There are several types of state family and medical leave laws:
- comprehensive family and medical leave laws are similar to the FMLA, in that they allow employees to take leave for health reasons or to care for an ailing family member
- military family leave laws give employees with family members in the military the right to take some time off
- pregnancy disability leave laws give women the right to time off while temporarily disabled by pregnancy and childbirth
- adoption leave laws require employers to grant the same leave to adoptive parents that they make available to biological parents
- small necessities laws require employers to allow time off for various family needs, and
- domestic violence leave laws allow leave for issues relating to abuse.
Comprehensive Family and Medical Leave Laws
About a dozen states have laws that require employers to provide family and medical leave, for reasons similar to the FMLA. However, these laws differ from the FMLA in the following important ways:
- Some apply to smaller employers (the FMLA applies only to employers with at least 50 employees).
- Some cover more family members (such as siblings or domestic partners).
- Some allow longer periods of leave (beyond the 12 weeks allowed by the FMLA for most types of leave).
Military Family Leave Laws
Some states give employees the right to take time off for certain reasons relating to a family member's active military duty.
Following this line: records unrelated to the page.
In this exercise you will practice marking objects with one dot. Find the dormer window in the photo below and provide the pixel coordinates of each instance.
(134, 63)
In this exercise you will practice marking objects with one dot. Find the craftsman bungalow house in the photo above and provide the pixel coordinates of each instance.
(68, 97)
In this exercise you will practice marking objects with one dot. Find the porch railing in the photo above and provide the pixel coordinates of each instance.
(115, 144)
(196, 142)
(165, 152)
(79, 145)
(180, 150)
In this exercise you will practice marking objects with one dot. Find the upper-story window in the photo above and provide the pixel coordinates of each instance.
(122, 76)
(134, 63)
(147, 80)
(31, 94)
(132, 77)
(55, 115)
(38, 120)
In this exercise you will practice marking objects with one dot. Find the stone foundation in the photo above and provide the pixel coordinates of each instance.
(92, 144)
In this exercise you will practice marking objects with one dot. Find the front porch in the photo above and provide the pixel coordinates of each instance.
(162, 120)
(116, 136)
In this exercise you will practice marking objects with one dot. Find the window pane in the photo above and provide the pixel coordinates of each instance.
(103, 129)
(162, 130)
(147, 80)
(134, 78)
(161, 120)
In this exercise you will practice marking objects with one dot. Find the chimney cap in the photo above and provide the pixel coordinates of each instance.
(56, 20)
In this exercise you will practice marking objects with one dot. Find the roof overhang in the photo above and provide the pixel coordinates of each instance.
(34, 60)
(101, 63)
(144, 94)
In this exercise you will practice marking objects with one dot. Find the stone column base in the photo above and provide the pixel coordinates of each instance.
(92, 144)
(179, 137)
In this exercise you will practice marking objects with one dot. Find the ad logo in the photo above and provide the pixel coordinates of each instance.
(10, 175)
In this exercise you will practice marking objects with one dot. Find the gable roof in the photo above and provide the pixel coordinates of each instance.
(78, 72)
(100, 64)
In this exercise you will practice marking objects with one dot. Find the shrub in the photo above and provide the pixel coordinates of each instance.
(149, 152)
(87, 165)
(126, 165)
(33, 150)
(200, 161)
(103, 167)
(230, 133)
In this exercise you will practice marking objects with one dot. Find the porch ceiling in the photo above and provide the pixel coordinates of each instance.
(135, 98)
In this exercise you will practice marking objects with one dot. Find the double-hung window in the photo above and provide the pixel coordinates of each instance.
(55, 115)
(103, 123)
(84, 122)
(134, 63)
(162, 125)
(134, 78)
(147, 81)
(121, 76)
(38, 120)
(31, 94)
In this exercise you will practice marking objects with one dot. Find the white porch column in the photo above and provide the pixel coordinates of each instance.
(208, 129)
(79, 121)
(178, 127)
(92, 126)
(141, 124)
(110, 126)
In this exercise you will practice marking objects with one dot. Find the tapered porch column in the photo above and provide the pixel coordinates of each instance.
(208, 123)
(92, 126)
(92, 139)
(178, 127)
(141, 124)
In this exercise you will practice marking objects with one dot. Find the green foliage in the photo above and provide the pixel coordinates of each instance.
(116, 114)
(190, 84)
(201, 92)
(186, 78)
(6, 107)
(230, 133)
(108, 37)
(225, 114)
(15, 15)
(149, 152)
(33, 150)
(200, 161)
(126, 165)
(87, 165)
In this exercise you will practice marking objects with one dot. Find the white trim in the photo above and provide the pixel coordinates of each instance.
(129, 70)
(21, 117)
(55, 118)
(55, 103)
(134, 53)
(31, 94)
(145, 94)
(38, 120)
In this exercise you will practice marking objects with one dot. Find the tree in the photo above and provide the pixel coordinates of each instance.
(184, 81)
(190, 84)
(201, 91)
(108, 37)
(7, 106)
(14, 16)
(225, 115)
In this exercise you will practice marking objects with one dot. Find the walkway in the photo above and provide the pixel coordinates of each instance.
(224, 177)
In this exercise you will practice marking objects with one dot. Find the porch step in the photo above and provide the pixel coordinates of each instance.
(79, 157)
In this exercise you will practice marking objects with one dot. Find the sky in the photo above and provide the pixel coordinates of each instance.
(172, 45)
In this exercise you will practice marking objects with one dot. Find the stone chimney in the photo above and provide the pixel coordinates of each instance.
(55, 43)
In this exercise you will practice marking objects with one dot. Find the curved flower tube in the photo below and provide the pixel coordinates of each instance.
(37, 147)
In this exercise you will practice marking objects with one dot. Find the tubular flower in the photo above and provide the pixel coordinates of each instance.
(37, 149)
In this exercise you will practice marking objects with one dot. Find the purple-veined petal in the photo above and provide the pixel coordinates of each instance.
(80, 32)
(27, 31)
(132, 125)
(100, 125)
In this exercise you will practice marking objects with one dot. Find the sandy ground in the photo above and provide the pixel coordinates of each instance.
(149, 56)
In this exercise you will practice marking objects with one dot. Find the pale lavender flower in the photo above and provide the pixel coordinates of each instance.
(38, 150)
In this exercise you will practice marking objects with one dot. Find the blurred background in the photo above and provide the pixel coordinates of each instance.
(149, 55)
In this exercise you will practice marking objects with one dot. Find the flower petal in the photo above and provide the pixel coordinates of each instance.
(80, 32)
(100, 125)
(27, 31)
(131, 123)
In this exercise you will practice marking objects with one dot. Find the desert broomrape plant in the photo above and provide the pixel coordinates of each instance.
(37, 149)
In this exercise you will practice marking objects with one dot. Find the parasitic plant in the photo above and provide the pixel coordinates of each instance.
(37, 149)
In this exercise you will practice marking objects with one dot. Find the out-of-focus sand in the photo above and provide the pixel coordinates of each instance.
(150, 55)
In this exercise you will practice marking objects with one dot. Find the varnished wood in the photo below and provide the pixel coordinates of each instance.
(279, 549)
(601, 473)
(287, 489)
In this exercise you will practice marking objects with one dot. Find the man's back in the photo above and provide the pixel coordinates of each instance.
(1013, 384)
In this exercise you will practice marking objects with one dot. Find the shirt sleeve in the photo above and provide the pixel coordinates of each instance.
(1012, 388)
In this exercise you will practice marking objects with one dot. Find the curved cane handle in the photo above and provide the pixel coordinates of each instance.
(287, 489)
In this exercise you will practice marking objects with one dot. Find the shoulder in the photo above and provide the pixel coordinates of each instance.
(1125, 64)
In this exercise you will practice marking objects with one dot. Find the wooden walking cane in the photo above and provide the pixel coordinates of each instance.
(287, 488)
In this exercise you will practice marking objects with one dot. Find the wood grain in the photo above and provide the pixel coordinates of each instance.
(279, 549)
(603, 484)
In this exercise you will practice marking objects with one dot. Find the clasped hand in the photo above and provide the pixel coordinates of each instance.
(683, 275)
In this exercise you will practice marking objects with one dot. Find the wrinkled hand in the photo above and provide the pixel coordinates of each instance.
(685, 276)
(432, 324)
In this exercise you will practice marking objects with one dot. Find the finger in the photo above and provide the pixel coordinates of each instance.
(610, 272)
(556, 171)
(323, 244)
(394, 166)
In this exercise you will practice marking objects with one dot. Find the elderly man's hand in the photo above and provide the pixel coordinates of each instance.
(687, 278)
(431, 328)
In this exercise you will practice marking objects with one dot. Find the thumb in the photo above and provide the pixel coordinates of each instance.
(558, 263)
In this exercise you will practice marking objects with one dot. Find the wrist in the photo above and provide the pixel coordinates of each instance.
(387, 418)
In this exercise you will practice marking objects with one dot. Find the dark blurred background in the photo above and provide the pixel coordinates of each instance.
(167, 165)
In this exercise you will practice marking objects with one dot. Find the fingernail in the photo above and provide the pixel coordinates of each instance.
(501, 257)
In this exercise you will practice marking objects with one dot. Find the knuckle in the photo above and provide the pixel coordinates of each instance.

The FMLA also requires this type of leave; state laws may go beyond the FMLA by, for example, not putting any limits on the reasons for which an employee can take leave during a family member's deployment. (The FMLA allows employees to take leave only for certain reasons -- called "qualifying exigencies" -- that are spelled out in the law.)
Pregnancy Disability Leave
Some states require employers to provide time off for pregnancy disability: the length of time when a women is temporarily unable to work due to pregnancy and childbirth. Typically, these laws don't provide for a set amount of time off per year or per pregnancy. Instead, they require employers to provide either a "reasonable" amount of leave or leave for the period of disability, often with a maximum time limit.
A handful of states require employers to give adoptive parents the same leave they make available to biological parents. Generally, these laws don't require an employer to offer parental leave. However, those that do must make it equally available to adoptive parents.
Small Necessities Laws
Some states require employers to give leave for certain family needs, such as attending school functions, taking a child to routine dental or medical appointments, or helping with eldercare.
Domestic Violence Leave Laws
Some states require employers to allow time off for issues relating to domestic abuse. For example, an employee may be entitled to leave to seek a restraining order, get medical care or counseling, or relocate.